BEISPIELE UND ANREGUNGEN
- Nicht politisch verfolgt? – Cengiz Dogu, ein Flüchtlingsschicksal
- Offener Brief an den Bundesinnenminister
- „Ich war fremd und obdachlos … und ihr habt mich aufgenommen“
- Stein des Anstoßes
- Container-Nacht-Aktion als Auftakt des Tages des Flüchtlings 1988 in Stuttgart
- Der Kölner Flüchtlingsrat zur Aussiedlerdiskussion
- Resolution der „Flüchtlinge in Berlin“
- Ökumenische Aktion in der Fußgängerzone
- Speisezettel weist den Weg aus der Isolation
- Nur Platz für Bett und zwei Stühle
- Statistik
- Materialhinweise / Adressen
Die wachsende Zahl von Asylsuchenden und Flüchtlingen, zumeist aus Ländern der Dritten Welt, hat in fast allen Staaten Europas zu verschärften Bestimmungen und praktischen Einschränkungen des Asylrechts geführt, obwohl nur ein kleiner Teil von den rund 15 Millionen Flüchtlingen in der Welt den Weg nach Europa findet.
Ungeachtet des humanitären Anspruchs und der besonderen Verantwortung Europas geschieht zu wenig, um zu einer menschenwürdigen Lösung des Problems beizutragen, es wird jedoch viel getan von den nationalen Regierungen und Behörden, um den Zuzug von weiteren Asylsuchenden abzuwehren.
Die Forderungen nach einer „Harmonisierung“ des Asylrechts und der Asylpolitik in Europa, die von verschiedenen Seiten und aus sehr unterschiedlichen Gründen erhoben werden, haben vielfältige Aktivitäten ausgelöst, die sich, je näher der Termin für die Verwirklichung des europäischen Binnenmarktes rückt, verdichten und an Bedeutung zunehmen. Viele dieser Arbeiten finden freilich unter weitgehendem Ausschluß der Öffentlichkeit statt und sind überdies der parlamentarischen Mitwirkung und Kontrolle entzogen.
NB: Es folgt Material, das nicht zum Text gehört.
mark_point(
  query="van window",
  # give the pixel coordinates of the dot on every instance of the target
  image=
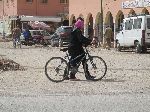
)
(137, 23)
(148, 23)
(128, 24)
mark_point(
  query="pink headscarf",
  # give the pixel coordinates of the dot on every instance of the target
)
(79, 24)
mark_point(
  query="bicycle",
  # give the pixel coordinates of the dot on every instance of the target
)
(16, 43)
(58, 68)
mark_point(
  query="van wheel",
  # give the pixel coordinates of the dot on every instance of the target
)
(138, 48)
(118, 47)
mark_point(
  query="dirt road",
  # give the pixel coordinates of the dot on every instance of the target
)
(126, 86)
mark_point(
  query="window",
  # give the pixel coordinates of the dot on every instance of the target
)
(44, 1)
(137, 23)
(29, 1)
(64, 1)
(129, 24)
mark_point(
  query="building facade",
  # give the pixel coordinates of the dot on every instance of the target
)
(98, 14)
(13, 11)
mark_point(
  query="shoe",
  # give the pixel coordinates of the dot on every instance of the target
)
(90, 77)
(74, 79)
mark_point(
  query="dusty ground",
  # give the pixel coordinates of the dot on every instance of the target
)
(126, 86)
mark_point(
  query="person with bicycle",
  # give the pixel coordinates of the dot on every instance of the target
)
(16, 33)
(75, 48)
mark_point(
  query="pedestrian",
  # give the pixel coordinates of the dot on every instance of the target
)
(108, 36)
(16, 33)
(75, 48)
(95, 42)
(27, 35)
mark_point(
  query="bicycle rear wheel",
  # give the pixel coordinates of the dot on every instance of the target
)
(56, 69)
(96, 67)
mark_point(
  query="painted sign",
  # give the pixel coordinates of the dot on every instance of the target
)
(135, 4)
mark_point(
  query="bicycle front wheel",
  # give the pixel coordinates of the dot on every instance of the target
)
(97, 67)
(56, 69)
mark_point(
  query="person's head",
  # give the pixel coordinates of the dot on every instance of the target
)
(79, 24)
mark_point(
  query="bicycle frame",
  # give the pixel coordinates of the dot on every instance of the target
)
(86, 54)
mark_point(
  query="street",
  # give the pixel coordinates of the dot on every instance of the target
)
(125, 88)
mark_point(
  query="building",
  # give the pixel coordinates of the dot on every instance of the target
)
(112, 12)
(14, 12)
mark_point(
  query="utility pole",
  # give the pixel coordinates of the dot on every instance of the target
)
(101, 3)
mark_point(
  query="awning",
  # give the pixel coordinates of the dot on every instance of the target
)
(40, 18)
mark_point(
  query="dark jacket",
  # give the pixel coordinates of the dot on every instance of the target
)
(77, 41)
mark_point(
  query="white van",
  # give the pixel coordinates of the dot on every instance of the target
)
(134, 33)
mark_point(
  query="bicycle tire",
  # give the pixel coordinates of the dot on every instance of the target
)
(56, 69)
(97, 67)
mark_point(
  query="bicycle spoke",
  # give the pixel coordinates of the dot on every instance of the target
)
(97, 67)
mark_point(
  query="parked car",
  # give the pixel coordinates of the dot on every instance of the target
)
(61, 36)
(135, 33)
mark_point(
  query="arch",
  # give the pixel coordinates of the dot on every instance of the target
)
(72, 19)
(119, 20)
(145, 11)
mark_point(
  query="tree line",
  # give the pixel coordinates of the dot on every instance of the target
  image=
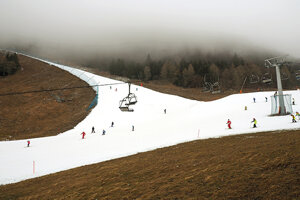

Die Vorschläge des Europäischen Parlaments
Das Europäische Parlament ist die einzige europäische Institution, die durch allgemeine und direkte Wahlen in allen 12 Mitgliedsstaaten der EG zustande kommt. Diese besondere demokratische Legitimation hat das Parlament immer genutzt, um sich als Vorkämpfer für Bürger- und Menschenrechte der Probleme besonders anzunehmen, die in der Dynamik des wirtschaftlichen und währungspolitischen Einigungsprozesses als störend an die Seite gedrängt werden.
Schon in seiner ersten Wahlperiode (1979-1984) nahm das Europäische Par lament in vielen Resolutionen Stellung zu einzelnen Asylproblemen. Als sich diese aber auch in der zweiten Periode des EP (1984-89) zu häufen begannen, beschloß der zuständige Ausschuß für Recht und Bürgerrechte auf Anregung des ehemaligen DGB-Vorsitzenden Heinz Oskar Vetter dieses Problem grundsätzlich anzugehen und _ einen Bericht zur Lage des Asylrechts in der Europäischen Gemeinschaft auszuar beiten.
Nach gründlichen Vorarbeiten – Informationsreisen in verschiedene Mitgliedsstaaten, einer Anhörung von Experten im Rechtsausschuß – wurde sein Bericht mit der dazugehörenden Entschließung im Anschluß an eine große Debatte über „die Fragen des europäischen Asylrechts“ am 12. März 1987 mit großer Mehrheit vom Europäischen Parlament verabschiedet.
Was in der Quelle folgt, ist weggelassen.